TL;DR I destroyed my claim-usernames on a prod cluster deployed using current z2jh, and have a mob of nervous scientists scared they lost their data… how do I go about rebinding a hundred disk-HEXHEX GCP VM disks to the appropriate jupyterhub users?
In the process of finally deploying / converting our last cluster (prod, naturally, almost a half decade old and filled with custom hacks) to be fully terraform created, I accidentally destroyed our claim-username and pvc-HEXHEX yaml objects, and their snapshots.
I still have the data in GCP VM Disks, each user having a separate gcp disk for their homedir.
As far as I can tell, kubespawner creates the claim-username objects, and then the pvc-HEXHEXHEX are dynamically created by GKE (or any k8s storage provider), binding them to a GCP VM volume.

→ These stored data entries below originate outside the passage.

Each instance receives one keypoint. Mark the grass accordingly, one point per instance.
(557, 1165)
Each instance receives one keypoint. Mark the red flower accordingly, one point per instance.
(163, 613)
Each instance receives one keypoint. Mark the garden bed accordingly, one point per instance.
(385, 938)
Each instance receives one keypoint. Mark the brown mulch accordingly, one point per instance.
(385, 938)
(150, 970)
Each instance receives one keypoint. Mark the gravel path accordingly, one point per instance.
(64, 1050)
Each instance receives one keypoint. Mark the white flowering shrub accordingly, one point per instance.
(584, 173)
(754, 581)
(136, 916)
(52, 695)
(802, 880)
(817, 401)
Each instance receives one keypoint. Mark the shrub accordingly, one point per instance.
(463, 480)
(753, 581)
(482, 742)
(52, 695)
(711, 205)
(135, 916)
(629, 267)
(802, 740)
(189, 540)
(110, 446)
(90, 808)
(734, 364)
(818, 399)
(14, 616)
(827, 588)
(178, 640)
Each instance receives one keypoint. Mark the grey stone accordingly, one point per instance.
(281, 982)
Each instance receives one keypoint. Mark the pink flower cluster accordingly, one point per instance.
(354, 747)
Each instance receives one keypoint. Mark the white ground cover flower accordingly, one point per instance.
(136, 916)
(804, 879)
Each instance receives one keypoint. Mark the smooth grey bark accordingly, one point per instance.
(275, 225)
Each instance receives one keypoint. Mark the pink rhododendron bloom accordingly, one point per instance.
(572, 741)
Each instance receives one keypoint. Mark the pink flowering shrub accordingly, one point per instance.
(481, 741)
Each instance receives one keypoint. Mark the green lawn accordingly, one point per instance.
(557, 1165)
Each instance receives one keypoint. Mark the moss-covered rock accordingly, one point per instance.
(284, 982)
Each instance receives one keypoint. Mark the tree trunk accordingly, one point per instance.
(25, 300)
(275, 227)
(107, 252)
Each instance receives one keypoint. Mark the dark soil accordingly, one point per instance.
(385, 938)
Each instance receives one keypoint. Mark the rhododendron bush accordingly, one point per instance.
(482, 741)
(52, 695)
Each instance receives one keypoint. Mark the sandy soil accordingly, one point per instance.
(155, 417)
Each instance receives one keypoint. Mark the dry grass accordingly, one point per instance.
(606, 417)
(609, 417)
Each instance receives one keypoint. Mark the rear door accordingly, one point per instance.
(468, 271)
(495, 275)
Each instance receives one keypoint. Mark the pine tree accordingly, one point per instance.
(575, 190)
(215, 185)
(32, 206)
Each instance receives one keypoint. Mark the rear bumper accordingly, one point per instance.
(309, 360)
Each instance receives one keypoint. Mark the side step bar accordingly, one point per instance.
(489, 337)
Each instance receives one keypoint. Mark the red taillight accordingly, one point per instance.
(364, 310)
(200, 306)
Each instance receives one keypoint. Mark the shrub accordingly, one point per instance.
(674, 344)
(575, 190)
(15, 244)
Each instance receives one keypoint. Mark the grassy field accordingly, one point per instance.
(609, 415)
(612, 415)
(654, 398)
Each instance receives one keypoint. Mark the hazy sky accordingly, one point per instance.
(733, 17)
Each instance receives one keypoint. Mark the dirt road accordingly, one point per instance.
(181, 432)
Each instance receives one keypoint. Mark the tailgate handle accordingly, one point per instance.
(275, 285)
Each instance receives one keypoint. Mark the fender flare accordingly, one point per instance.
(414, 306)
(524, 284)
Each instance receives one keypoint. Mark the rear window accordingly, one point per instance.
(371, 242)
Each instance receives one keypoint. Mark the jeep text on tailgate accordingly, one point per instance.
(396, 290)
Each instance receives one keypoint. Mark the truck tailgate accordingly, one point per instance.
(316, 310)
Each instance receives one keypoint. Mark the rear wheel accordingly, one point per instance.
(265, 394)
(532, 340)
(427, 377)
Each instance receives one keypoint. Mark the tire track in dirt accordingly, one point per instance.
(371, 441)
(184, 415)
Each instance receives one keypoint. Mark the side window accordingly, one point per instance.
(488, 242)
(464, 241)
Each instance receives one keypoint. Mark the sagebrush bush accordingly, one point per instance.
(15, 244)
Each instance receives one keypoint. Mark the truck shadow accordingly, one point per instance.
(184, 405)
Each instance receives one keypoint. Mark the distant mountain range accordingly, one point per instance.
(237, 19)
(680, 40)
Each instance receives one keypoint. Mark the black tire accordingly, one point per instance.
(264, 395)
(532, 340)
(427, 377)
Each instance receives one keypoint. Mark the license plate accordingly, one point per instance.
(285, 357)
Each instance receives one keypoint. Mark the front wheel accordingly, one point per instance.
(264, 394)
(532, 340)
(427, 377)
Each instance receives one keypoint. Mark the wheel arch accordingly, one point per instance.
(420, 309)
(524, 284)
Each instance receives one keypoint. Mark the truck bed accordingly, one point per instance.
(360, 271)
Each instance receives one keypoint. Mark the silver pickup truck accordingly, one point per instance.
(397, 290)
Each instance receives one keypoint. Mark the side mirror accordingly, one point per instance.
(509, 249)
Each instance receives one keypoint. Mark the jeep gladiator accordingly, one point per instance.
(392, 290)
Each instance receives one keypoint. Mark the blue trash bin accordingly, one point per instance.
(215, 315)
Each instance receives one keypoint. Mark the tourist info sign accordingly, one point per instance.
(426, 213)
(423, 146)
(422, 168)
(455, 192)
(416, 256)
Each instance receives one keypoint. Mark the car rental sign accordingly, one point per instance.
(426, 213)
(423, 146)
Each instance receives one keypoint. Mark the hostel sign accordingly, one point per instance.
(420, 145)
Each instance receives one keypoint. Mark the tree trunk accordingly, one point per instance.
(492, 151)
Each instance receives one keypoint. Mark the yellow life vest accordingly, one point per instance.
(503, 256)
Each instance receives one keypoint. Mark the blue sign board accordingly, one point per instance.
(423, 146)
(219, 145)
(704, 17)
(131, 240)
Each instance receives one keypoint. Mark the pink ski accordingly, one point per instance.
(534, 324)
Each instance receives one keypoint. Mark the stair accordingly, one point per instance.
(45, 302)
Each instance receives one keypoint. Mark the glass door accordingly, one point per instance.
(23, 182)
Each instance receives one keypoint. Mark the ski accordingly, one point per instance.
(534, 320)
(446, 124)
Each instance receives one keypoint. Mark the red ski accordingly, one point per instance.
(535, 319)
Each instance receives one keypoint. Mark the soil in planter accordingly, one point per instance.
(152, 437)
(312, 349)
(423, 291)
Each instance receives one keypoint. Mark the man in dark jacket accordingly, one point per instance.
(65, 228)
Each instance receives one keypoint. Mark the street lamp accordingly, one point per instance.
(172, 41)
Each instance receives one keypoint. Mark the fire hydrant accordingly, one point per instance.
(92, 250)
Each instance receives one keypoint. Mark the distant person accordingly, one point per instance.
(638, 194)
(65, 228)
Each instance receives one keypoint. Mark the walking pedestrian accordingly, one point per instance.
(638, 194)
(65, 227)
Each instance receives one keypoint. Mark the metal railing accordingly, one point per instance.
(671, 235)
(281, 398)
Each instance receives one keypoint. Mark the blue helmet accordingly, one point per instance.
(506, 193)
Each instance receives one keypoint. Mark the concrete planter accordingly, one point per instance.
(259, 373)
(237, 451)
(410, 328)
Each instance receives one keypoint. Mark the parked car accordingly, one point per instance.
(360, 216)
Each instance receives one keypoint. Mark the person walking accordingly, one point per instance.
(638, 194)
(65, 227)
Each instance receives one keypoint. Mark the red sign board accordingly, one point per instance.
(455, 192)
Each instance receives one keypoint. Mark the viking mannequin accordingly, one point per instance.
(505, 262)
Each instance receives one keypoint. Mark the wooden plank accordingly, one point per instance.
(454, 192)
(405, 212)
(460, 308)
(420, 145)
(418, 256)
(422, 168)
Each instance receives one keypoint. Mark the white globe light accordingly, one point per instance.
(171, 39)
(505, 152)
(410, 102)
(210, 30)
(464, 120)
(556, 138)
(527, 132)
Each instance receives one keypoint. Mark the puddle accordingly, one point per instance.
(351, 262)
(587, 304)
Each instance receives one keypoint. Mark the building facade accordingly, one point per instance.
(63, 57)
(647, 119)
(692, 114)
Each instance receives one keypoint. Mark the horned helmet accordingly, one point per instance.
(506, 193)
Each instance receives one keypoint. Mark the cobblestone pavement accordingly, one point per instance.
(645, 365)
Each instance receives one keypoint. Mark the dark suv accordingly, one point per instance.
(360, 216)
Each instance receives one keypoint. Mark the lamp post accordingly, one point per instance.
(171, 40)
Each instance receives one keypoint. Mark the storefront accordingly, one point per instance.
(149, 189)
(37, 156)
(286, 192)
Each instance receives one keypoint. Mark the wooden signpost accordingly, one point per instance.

I can modify the claim-username objects with a fork of kubespawner or z2jh hackery, but they of course aren’t where the disk reference itself is stored, the only ref to the disk is in the pvc-HEXHEXHEX objects created in fulfilling the claim.
Of course, the disks have their metadata labels, including the org.jupyterhub/username field, so its not hard to find the right disk for each user… I just can’t figure out how to recreate dynamic claims that point at existing disks
Any help or “this is where I might start looking” appreciated even if this isn’t your expertise, because I haven’t found as much time to sleep as I’d like, I’m so happy the prod cluster is back, but I’m too dopey right now to figure out new complex k8s things… This has been a rough weekend with 3 days downtime on our prod juphub cluster (our longest in a few years kubespawner + z2jh) at a pretty bad moment.
Because this is a prod emergency, I’ve decided to be annoying and dual post here and on gitter. Appreciate your tolerance If you do have any ideas or are just k8s knowledgable and would be willing to help point me live for 30 minutes on gitter, I would really appreciate another pair of eyes at this moment.
Hey! First, hugops! This sounds like a stressful situation, and I hope you are able to get past this soon. Terraform destroying things it shouldn’t is No. 1 in my nightmare scenarios.
Here’s how you can go about recreating the correct PVCs:
Create a PV for each of the disks. These should look something like:
I think this should do. Persistent Volumes | Kubernetes should give you some more information on this process. By default, z2jh uses Kubernetes’ dynamic provisioning feature to auto create the PVs. In this case, you’re manually creating them.
I really appreciate your response, I’m doing a hu-man dinner hour with my wife, but I will read closely after!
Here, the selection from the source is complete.